A company’s internal control over financial reporting is a process designed to provide reasonable assurance regarding the reliability of financial reporting and the preparation of financial statements for external purposes in accordance with generally accepted accounting principles. A company’s internal control over financial reporting includes those policies and procedures that (1) pertain to the maintenance of records that, in reasonable detail, accurately and fairly reflect the transactions and dispositions of the assets of the company; (2) provide reasonable assurance that transactions are recorded as necessary to permit preparation of financial statements in accordance with generally accepted accounting principles, and that receipts and expenditures of the company are being made only in accordance with authorizations of management and directors of the company; and (3) provide reasonable assurance regarding prevention or timely detection of unauthorized acquisition, use, or disposition of the company’s assets that could have a material effect on the financial statements.
 
Because of its inherent limitations, internal control over financial reporting may not prevent or detect misstatements.

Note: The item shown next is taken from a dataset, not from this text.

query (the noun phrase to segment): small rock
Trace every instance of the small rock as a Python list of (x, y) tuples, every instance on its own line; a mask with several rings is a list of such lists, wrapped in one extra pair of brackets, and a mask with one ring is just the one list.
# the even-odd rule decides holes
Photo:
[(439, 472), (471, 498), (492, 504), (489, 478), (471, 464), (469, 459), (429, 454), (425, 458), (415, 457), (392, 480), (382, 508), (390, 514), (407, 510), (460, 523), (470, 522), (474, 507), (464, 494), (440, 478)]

Also, projections of any evaluation of effectiveness to future periods are subject to the risk that controls may become inadequate because of changes in conditions, or that the degree of compliance with the policies or procedures may deteriorate.
 
In our opinion, Encore Acquisition Company maintained, in all material respects, effective internal control over financial reporting as of December 31, 2009, based on the COSO criteria.
 
We also have audited, in accordance with the standards of the Public Company Accounting Oversight Board (United States), the consolidated balance sheets of Encore Acquisition Company as of December 31, 2009 and 2008, and the related consolidated statements of operations, equity and comprehensive income (loss), and cash flows for each of the three years in the period ended December 31, 2009 and our report dated February 24, 2010 expressed an unqualified opinion thereon.
 
/s/  Ernst & Young LLP
 
 
Fort Worth, Texas
February 24, 2010


145


 

 
ENCORE ACQUISITION COMPANY
 
 
Changes in Internal Control over Financial Reporting
 
      There were no changes in our internal control over financial reporting during the fourth quarter of 2009 that materially affected, or are reasonably likely to materially affect, our internal control over financial reporting.